> I fully expect AMD to release 128-core CPUs once they're on that process. A qu...

jlokier · on July 30, 2020

Even if you have 1024 separate processes not sharing much of anything, there are still locks in the kernel running them.

For example, a pair of threads (inside one of those 1024 processes) synchronising with each other will often go through the kernel to do so. In Linux this uses the futex syscall; Windows etc have similar. If to do that the kernel takes a lock that is shared with other processes, even if just for a moment, even if it's hashed on address and memory space, even if it's a spinlock and there's little contention, that lock causes memory traffic between multiple cores and separate processes.

Same for processes that are reading the same files as other processes, or (for example) running in the same directory when doing path lookups. There's a lot of work done in Linux to keep this scalable (RCU), but it's easy to hit scaling barriers that nobody has tested or designed for yet. Once 1024 core CPUs are common, of course the kernel will be optimised for that.

scottlamb · on July 30, 2020

Yes, I included the kernel in my list of things that are desirable to scale well for that reason.

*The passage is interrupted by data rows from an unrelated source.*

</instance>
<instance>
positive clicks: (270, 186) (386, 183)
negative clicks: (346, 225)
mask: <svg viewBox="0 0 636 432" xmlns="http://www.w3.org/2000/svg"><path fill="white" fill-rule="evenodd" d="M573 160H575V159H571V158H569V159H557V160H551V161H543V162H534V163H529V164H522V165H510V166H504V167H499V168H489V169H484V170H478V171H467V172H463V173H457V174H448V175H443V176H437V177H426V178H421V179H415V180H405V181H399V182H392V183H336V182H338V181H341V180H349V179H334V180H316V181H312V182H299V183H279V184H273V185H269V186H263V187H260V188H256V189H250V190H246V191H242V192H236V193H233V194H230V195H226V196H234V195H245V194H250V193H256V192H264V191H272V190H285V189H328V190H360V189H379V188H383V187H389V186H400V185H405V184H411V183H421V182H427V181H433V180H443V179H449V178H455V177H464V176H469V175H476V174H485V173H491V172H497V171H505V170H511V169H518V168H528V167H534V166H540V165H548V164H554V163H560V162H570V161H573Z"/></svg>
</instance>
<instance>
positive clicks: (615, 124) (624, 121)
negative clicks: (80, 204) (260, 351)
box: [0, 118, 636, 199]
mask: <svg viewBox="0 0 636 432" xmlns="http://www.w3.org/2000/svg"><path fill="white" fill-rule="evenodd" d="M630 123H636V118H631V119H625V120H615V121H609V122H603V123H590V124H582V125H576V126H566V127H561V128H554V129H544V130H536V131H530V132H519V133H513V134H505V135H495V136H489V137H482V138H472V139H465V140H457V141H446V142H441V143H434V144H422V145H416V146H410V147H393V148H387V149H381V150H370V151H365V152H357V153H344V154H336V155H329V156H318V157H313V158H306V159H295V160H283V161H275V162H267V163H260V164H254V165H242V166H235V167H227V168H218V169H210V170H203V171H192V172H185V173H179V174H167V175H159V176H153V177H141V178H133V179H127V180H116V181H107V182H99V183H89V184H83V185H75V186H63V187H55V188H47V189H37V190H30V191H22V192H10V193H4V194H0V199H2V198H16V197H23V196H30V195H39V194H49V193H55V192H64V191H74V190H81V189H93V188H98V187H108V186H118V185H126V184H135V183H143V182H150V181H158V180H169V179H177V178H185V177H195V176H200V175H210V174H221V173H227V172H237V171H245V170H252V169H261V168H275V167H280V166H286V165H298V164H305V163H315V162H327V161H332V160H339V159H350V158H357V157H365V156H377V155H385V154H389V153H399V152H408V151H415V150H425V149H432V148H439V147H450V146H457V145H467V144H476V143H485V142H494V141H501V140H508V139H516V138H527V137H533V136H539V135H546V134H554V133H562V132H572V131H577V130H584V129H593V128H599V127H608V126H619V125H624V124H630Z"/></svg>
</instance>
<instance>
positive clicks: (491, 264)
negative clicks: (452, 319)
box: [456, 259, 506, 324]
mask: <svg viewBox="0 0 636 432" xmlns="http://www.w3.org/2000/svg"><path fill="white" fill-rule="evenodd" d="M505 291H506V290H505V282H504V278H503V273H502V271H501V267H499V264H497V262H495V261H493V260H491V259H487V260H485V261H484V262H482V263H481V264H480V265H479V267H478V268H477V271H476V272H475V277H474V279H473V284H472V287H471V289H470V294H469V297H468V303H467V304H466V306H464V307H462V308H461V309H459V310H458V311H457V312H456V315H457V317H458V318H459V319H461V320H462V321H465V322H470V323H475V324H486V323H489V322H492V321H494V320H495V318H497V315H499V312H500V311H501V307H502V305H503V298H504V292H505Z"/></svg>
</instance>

That said, in some cases I don't think it's strictly necessary for even the kernel to scale well as long as you have a hypervisor that does. It's not unusual to deploy software in VMs on a cluster. Having more, smaller VMs per machine is a way to handle poor kernel scalability, just as I suggested for the web application server. VMs are higher-overhead than multiple containers on a single kernel, so this wouldn't be my first choice, but many people use VMs anyway.